Эту историю я узнал много позднее со слов жены.
====== Глава 19 ======
Алексей
Аметистов понимал, что Рудзутак не мог сказать больше. Но даже то, что он сказал, было достаточным для для того, чтобы сделать определенные выводы. И эти выводы были неприятными: Запорожец, похоже, в самом деле согласовал перестановки в Ленинграде с Ягодой. Выехав из Кремля, Владимир Сергеевич остановил шофера на Воздвиженке и купил в киоске свежий номер «Правды» – главным образом для того, чтобы получить две копейки. У среднего ларька с папиросами, как обычно, стояла толпа военных и штатских. Улицы были мокрыми из-за недавно проехавшей поливальной машины. Затеи Владимир Сергеевич быстро подошел к аппарату и набрал записанный на бумажке номер.

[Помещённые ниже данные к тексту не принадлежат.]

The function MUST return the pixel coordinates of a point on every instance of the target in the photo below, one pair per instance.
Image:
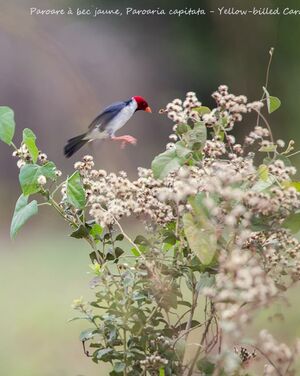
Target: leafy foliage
(7, 124)
(23, 211)
(218, 228)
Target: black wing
(107, 115)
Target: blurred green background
(57, 73)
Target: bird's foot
(125, 140)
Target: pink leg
(125, 140)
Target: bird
(105, 125)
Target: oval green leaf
(29, 139)
(29, 174)
(165, 163)
(201, 238)
(23, 211)
(7, 124)
(75, 191)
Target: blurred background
(57, 73)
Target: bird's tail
(74, 144)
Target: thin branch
(269, 360)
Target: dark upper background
(58, 72)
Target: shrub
(218, 245)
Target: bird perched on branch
(107, 123)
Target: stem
(279, 373)
(207, 326)
(125, 351)
(267, 79)
(127, 237)
(259, 114)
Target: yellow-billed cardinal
(107, 123)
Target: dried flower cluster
(219, 220)
(242, 205)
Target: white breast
(118, 122)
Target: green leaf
(87, 334)
(102, 353)
(165, 163)
(206, 367)
(201, 237)
(135, 252)
(23, 211)
(119, 367)
(141, 240)
(29, 139)
(96, 230)
(7, 124)
(292, 222)
(182, 128)
(273, 103)
(182, 151)
(263, 172)
(30, 173)
(205, 280)
(75, 191)
(81, 232)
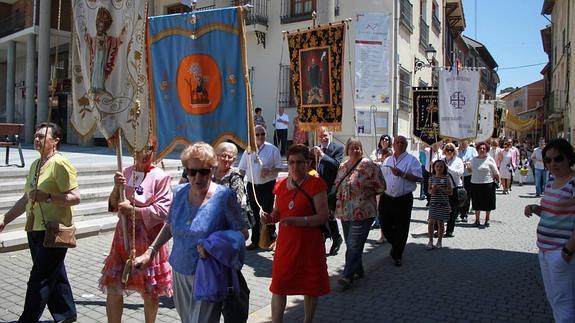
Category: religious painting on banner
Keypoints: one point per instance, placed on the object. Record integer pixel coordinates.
(497, 116)
(425, 114)
(316, 66)
(198, 72)
(109, 69)
(458, 102)
(485, 126)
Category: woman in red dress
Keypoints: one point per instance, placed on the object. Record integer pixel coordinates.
(299, 266)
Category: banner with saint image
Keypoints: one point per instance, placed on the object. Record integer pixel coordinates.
(316, 66)
(109, 69)
(458, 102)
(426, 114)
(198, 76)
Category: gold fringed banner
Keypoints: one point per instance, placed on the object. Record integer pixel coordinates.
(316, 64)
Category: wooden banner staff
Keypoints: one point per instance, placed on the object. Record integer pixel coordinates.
(53, 84)
(132, 247)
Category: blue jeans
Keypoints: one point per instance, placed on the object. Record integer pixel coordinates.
(541, 176)
(48, 283)
(355, 234)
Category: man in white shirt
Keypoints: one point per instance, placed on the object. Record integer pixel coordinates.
(280, 134)
(541, 174)
(329, 155)
(261, 171)
(401, 172)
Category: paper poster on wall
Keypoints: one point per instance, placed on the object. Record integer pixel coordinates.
(372, 57)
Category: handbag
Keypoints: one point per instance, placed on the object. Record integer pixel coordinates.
(58, 235)
(461, 193)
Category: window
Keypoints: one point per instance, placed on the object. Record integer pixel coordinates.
(406, 14)
(286, 94)
(435, 23)
(297, 10)
(404, 89)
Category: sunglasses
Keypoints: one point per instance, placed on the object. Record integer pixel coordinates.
(296, 162)
(557, 159)
(194, 171)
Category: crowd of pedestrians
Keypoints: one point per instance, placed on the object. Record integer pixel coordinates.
(210, 214)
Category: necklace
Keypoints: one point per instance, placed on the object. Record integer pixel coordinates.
(297, 186)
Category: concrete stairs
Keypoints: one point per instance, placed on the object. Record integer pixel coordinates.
(91, 216)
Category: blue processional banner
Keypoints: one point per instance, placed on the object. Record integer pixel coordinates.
(198, 72)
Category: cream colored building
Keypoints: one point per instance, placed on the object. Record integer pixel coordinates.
(560, 112)
(419, 23)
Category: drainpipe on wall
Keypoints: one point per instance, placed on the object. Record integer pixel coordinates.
(395, 108)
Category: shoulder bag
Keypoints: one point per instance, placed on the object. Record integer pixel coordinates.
(58, 235)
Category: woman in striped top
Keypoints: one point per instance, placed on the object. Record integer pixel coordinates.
(556, 230)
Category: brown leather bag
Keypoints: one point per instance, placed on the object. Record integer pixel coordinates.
(60, 236)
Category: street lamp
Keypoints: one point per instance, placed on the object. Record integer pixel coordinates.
(429, 55)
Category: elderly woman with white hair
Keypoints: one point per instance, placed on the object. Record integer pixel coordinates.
(200, 209)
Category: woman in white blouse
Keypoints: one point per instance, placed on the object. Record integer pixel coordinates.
(484, 174)
(455, 170)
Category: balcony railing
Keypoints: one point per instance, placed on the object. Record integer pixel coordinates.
(406, 14)
(435, 24)
(423, 33)
(12, 24)
(302, 12)
(258, 14)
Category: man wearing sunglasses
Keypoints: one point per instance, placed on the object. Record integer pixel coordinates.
(261, 171)
(541, 174)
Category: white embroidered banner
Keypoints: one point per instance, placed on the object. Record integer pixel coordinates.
(486, 120)
(458, 103)
(109, 69)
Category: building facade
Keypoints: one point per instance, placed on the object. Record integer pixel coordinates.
(426, 34)
(557, 42)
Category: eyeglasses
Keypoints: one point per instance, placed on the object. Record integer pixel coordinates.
(194, 171)
(557, 159)
(296, 162)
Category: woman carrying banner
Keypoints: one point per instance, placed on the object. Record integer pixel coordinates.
(484, 177)
(49, 195)
(147, 189)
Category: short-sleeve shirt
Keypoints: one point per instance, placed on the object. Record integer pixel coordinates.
(189, 223)
(57, 176)
(270, 157)
(557, 216)
(395, 185)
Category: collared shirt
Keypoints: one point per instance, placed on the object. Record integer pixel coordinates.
(466, 156)
(270, 157)
(398, 186)
(281, 125)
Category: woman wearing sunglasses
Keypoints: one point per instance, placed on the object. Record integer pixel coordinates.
(200, 209)
(147, 191)
(556, 229)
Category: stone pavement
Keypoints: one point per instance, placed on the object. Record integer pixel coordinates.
(482, 275)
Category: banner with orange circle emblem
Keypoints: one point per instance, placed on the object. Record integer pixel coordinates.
(198, 72)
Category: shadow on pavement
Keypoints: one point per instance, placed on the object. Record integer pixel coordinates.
(441, 285)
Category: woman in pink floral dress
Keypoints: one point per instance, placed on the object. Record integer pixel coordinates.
(149, 188)
(358, 182)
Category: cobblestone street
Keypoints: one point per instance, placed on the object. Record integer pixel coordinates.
(482, 274)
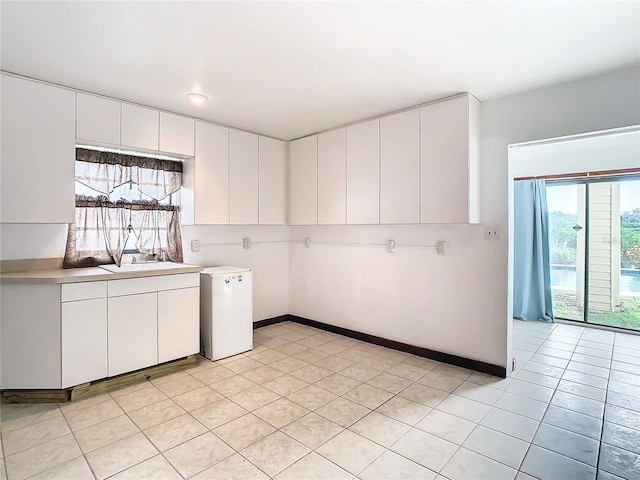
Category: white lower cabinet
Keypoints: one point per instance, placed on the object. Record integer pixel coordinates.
(178, 323)
(84, 341)
(133, 332)
(59, 336)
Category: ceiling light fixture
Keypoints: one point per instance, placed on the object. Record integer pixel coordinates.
(197, 98)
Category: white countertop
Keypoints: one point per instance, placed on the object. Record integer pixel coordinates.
(92, 274)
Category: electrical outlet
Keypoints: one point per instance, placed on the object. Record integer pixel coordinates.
(491, 233)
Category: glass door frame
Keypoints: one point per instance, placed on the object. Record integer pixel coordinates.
(586, 181)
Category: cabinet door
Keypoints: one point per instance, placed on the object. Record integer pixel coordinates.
(243, 178)
(363, 173)
(30, 340)
(139, 127)
(400, 168)
(272, 182)
(84, 341)
(445, 161)
(97, 119)
(37, 152)
(303, 171)
(178, 323)
(211, 174)
(133, 332)
(176, 134)
(332, 177)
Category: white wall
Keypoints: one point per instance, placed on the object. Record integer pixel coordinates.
(413, 295)
(460, 303)
(269, 262)
(596, 103)
(457, 304)
(18, 241)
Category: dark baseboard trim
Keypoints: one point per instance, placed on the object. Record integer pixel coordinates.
(271, 321)
(456, 360)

– Дежурный Сергеев, – раздался жесткий голос.
– Могу ли я поговорить с первым помощником начальника оперативного управления Павлом Сергеевичем Щебининым?
– Как доложить о вас?
– Аметистов из Лениграда. Скажите, от Майорова.
– Переключаю.
Прошло несколько томительных минут, когда в трубке, наконец, зазвучал звонкий и немного суховатый голос.
– Щебинин у аппарата.
– Павел Сегреевич, добрый день. Это Владимир Сергеевич Аметистов, от Майорова. Если возможно, хотел бы встретиться с вами. Нужно передать кое-что.

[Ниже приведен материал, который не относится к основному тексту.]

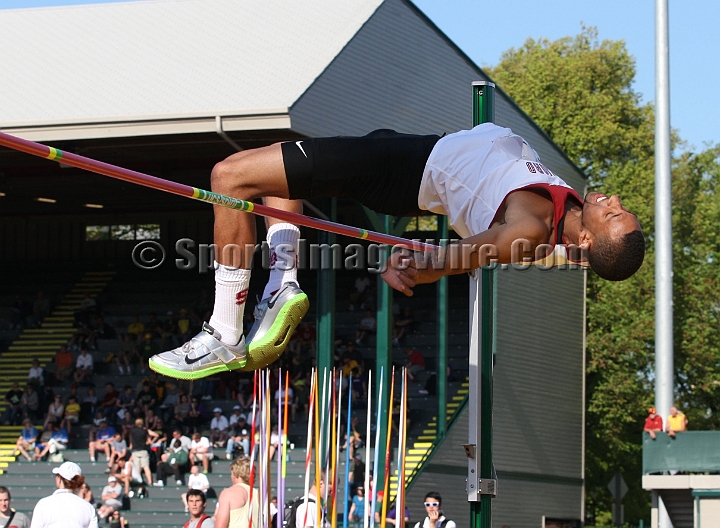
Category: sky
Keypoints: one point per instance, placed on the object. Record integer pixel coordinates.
(484, 29)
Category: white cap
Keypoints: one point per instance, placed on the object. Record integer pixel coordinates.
(68, 470)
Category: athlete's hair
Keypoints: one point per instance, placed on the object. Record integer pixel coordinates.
(197, 493)
(434, 495)
(240, 468)
(618, 259)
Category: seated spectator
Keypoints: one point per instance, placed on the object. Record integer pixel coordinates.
(109, 404)
(127, 351)
(57, 442)
(368, 325)
(239, 441)
(128, 475)
(111, 498)
(136, 329)
(184, 326)
(118, 451)
(175, 461)
(103, 439)
(36, 376)
(146, 398)
(196, 481)
(28, 438)
(415, 363)
(83, 367)
(360, 294)
(404, 325)
(13, 402)
(653, 423)
(30, 402)
(72, 414)
(219, 426)
(200, 451)
(676, 422)
(56, 411)
(63, 364)
(169, 331)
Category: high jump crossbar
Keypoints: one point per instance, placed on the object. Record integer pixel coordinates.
(138, 178)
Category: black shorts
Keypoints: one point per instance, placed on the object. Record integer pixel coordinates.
(382, 170)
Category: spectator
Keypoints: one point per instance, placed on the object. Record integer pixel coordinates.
(63, 364)
(357, 508)
(118, 451)
(13, 401)
(404, 325)
(200, 451)
(676, 422)
(415, 363)
(83, 367)
(36, 376)
(435, 516)
(57, 443)
(196, 502)
(126, 351)
(30, 402)
(128, 475)
(103, 439)
(653, 423)
(196, 481)
(147, 349)
(368, 325)
(219, 427)
(184, 326)
(27, 439)
(111, 498)
(136, 329)
(85, 493)
(174, 462)
(116, 520)
(72, 414)
(234, 507)
(64, 507)
(9, 518)
(360, 294)
(140, 437)
(169, 330)
(56, 411)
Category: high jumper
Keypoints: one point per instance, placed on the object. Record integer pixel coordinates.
(487, 180)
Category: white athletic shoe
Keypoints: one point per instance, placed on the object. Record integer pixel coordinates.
(202, 356)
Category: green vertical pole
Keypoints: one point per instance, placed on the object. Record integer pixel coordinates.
(383, 358)
(326, 299)
(442, 343)
(481, 510)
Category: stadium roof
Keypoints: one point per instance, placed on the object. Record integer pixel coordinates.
(134, 67)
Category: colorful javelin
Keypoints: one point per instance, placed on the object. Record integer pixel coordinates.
(113, 171)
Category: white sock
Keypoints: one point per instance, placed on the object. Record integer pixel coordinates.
(283, 262)
(231, 285)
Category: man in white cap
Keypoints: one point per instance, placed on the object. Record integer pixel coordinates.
(111, 497)
(9, 518)
(64, 508)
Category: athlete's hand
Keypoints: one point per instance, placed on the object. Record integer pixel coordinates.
(400, 271)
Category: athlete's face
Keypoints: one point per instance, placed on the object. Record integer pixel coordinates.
(607, 217)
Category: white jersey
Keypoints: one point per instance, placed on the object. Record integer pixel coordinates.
(470, 173)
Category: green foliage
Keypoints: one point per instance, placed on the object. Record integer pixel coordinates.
(579, 91)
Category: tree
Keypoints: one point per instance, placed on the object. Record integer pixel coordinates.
(579, 91)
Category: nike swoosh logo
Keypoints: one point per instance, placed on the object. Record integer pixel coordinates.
(191, 361)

– Понимаю. Вы начальник Всеволода Эмильевича по Лениградскому обкому?
– Да.
– Сможете подойти к часу на Гоголевский бульвар?
– Разумеется.
– У меня будет обеденный перерыв. Встретимся напротив Наркомата обороны. Или, может, лучше у «Военторга»?
– Давайте так.
Через час Аметистова встретил около «Военторга ” высокий сухопарый человек с черными усами. Сейчас он был в форменной гимнастерке, фуражке с кокардой и высоких черных сапогах. Владимир Сергеевич не был лично знаком с Щебинин, хотя знал о нем немало по рекомендации Майорова. Военный сразу указал ему рукой на переход, и они сразу смешались с людским потоком. Напротив у Арбатских ворот уже строилась станция метро.
Осененный деревьями Гоголевский бульвар томился в солнечной жаре первых сентябрьских дней. Миновав могучую стену, отделявшую строгий комплекс Наркомата обороны от бульвара, Аметистов покосился на манящую тень за решетчатой оградой. Мимо звонко прогрохотал трамвай. Щебинин словно уловил желание гостя и сразу повернул к памятнику Гоголя, предлагая присесть на скамейку. Владимир Сергеевич не стал противиться столь заманчивому предложению.
– Майоров посоветовал мне обратится к вам, – спокойно сказал Аметистов. – Говорит, что только вы можете помочь в таком важном деле.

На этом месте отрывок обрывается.